A possibly three-month slog to draw new Monroe County Legislature election districts was slated to begin today with the first meeting of a special commission charged with devising a plan. 

The kickoff marks the first test of Legislature President Sabrina LaMar’s self-proclaimed mission to foster a new bipartisan spirit among the county’s often hyper-partisan lawmakers.

Characterizing her move to decamp from the Legislature’s Democratic Caucus to the GOP’s as a “reach across the aisle,” LaMar gained Republican county lawmakers’ support for her election as president with the GOP Caucus’ full backing. 

LaMar, who remains registered as a Democrat, ascended to the presidency with no Democratic support. All of the 14 other Democratic county lawmakers voted for Rochester Democrat Yversha Roman. 

While stating that she has no intention of switching parties, as Legislature president and a member of the body’s GOP Caucus, LaMar so far has appointed only Republicans to head Legislature committees and no longer sits with Democratic colleagues in Democratic Caucus meetings.  

The redistricting push promises to be an early test of LaMar’s stated resolve to work across the aisle and of her ability to mend fences with Democrats, many of whom have not looked kindly on her decision to ally with Republicans, a move she made as a member of a Democratic Party subgroup calling itself the Black and Asian Caucus.   

“We’ve seen nationally what happens when Democratic officials won’t work with their own colleagues and become a rubber stamp for the Republican agenda. It would be a shame for residents in Legislator LaMar’s district and throughout the County for that dysfunction to continue here,” said Monroe County Democratic Committee chair Zach King in a Jan. 3 statement.

A key appointment

In an interview this week, LaMar said she believes that any rifts that may have been created between her and members of her own party are being healed and that often too much is made of the gulf between the parties.

“There is a preconceived notion that the parties don’t work together,” says LaMar. 

Sabrina LaMar

Over her own several terms as a county lawmaker, she notes, “we went across the aisle 96 times.”

As to any animus between LaMar and her fellow Legislature Democrats, she says, “we are rebuilding relationships.” Several Democrats on the body are newly elected and have not been parties to “the old bickering.” 

LaMar’s March 8 appointment of the current redistricting commission follows Democratic County Executive Adam Bello’s veto of an electoral district map drawn and approved last year by the Legislature’s GOP majority and the Black and Asian Caucus. 

If the commission fails to come up with a new plan by the June deadline or Bello again vetoes the plan it recommends, drawing new county election district lines would fall to a state court.

LaMar, who did not serve on the commission that drew the now-discarded 2021 map, notes that she and other members of the breakaway faction voted for the previous map only after it was amended to reflect concerns she and her fellow breakaway Democrats had with city-district lines.
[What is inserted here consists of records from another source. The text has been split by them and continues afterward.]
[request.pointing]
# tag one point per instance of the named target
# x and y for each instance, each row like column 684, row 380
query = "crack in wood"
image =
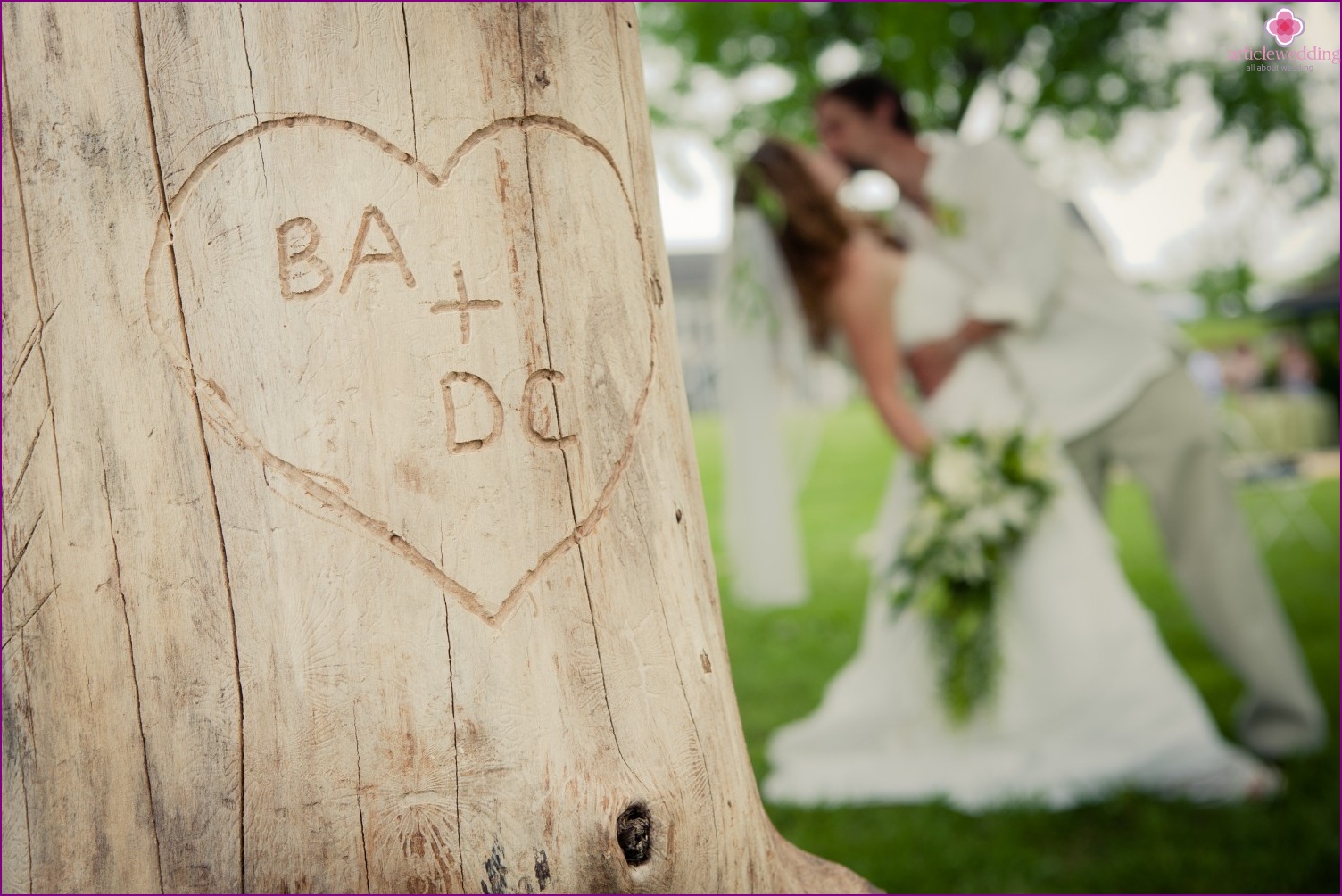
column 165, row 228
column 135, row 674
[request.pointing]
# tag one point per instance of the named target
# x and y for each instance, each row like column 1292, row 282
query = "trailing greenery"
column 783, row 659
column 980, row 495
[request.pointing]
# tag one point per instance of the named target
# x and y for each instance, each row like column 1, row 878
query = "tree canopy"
column 1086, row 63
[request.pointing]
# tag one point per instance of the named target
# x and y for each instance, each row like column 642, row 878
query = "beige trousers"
column 1166, row 437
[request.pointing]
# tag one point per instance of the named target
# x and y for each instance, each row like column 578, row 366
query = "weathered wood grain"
column 353, row 536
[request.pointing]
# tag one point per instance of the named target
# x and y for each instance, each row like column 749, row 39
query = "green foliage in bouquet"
column 982, row 495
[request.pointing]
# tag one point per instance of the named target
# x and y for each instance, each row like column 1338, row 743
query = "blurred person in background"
column 1089, row 699
column 1296, row 369
column 1102, row 369
column 1243, row 368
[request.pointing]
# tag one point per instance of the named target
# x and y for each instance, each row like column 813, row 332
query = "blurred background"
column 1214, row 186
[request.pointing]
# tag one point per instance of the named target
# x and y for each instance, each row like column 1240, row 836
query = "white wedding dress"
column 1087, row 701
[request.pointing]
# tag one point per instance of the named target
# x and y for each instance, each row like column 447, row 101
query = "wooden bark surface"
column 353, row 536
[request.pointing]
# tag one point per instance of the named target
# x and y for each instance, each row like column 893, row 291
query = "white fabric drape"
column 763, row 356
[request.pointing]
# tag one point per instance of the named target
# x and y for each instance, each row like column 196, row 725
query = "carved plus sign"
column 463, row 303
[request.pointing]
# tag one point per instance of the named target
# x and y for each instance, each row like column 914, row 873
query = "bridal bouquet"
column 982, row 495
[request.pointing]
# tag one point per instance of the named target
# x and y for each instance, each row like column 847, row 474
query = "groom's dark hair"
column 867, row 91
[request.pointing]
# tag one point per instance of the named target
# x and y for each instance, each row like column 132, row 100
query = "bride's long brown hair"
column 807, row 221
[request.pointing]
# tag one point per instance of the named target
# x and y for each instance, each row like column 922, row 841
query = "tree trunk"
column 353, row 533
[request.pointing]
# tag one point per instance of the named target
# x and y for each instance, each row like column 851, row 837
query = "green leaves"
column 982, row 495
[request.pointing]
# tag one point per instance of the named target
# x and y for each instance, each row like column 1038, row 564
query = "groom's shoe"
column 1275, row 733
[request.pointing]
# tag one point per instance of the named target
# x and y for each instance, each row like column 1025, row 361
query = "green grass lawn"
column 782, row 660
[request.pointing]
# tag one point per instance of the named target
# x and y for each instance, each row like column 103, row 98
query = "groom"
column 1101, row 369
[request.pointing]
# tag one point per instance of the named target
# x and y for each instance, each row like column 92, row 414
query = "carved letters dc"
column 297, row 242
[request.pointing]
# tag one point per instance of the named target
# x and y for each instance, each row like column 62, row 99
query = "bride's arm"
column 860, row 306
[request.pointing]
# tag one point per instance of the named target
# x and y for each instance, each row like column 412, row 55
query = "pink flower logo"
column 1285, row 26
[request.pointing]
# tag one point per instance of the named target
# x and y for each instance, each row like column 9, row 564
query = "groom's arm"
column 1017, row 228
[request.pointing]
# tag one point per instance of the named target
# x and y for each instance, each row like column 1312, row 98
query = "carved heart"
column 285, row 373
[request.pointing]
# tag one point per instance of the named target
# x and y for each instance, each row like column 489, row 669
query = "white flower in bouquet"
column 924, row 527
column 1014, row 510
column 957, row 474
column 988, row 520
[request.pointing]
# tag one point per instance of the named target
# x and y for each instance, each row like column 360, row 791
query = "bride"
column 1087, row 701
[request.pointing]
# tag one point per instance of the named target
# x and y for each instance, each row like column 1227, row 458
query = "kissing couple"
column 1006, row 314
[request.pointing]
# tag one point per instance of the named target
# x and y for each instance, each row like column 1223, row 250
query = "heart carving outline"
column 212, row 402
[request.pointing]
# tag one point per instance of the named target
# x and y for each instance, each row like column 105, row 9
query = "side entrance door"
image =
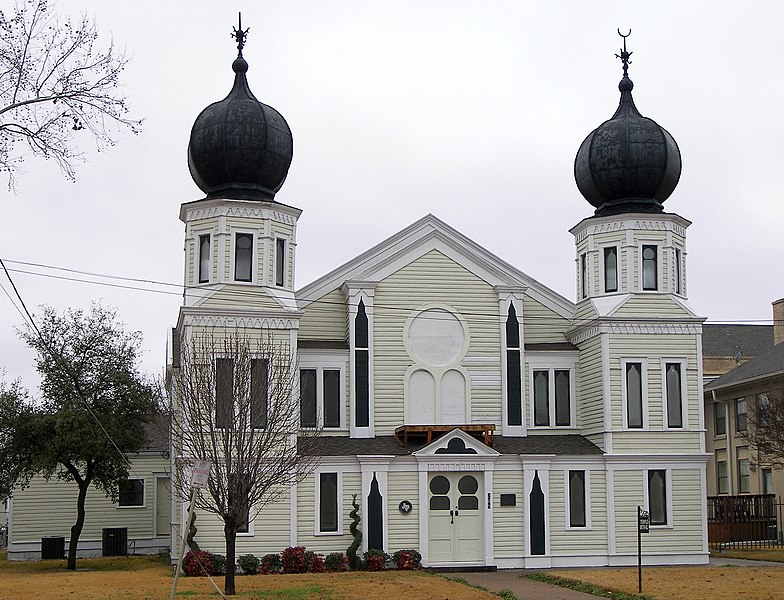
column 455, row 518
Those adjustments were made as part of a deal between the Black and Asian Caucus and Republicans that did not involve the commission’s Democratic members, says Josh Bauroth, a former county lawmaker, who represented a Rochester district and served on the 2021 commission. 

According to Bauroth, Democratic commission members were neither consulted nor informed of the changes before the plan was put forward for a Legislature vote. 

Voting district lines

Lines to determine voting district boundaries are revised every 10 years to reflect Census changes. Redrawing of district maps every decade as a rule has been a politically charged process since the country’s earliest years.

The guiding principle in drawing voting district lines is a rule known as one person, one vote that calls for each person’s vote to count equally.  

Nevertheless, gerrymandering—a process by which parties try to create districts that give their party a ballot-box advantage by splitting the opposing party’s voters into separate districts or packing them into a single district—is common. Sophisticated computer programs have turned gerrymandering, while nominally satisfying the one-person, one-vote rule, into a precise science.  

The origin of the term gerrymandering shows how deeply embedded in U.S. political culture such manipulations are. It traces to the early 19th century, when it was coined by a Boston newspaper that pinned the creation of a Massachusetts electoral district whose outlines were said to resemble a salamander on the state’s then governor, Elbridge Gerry. 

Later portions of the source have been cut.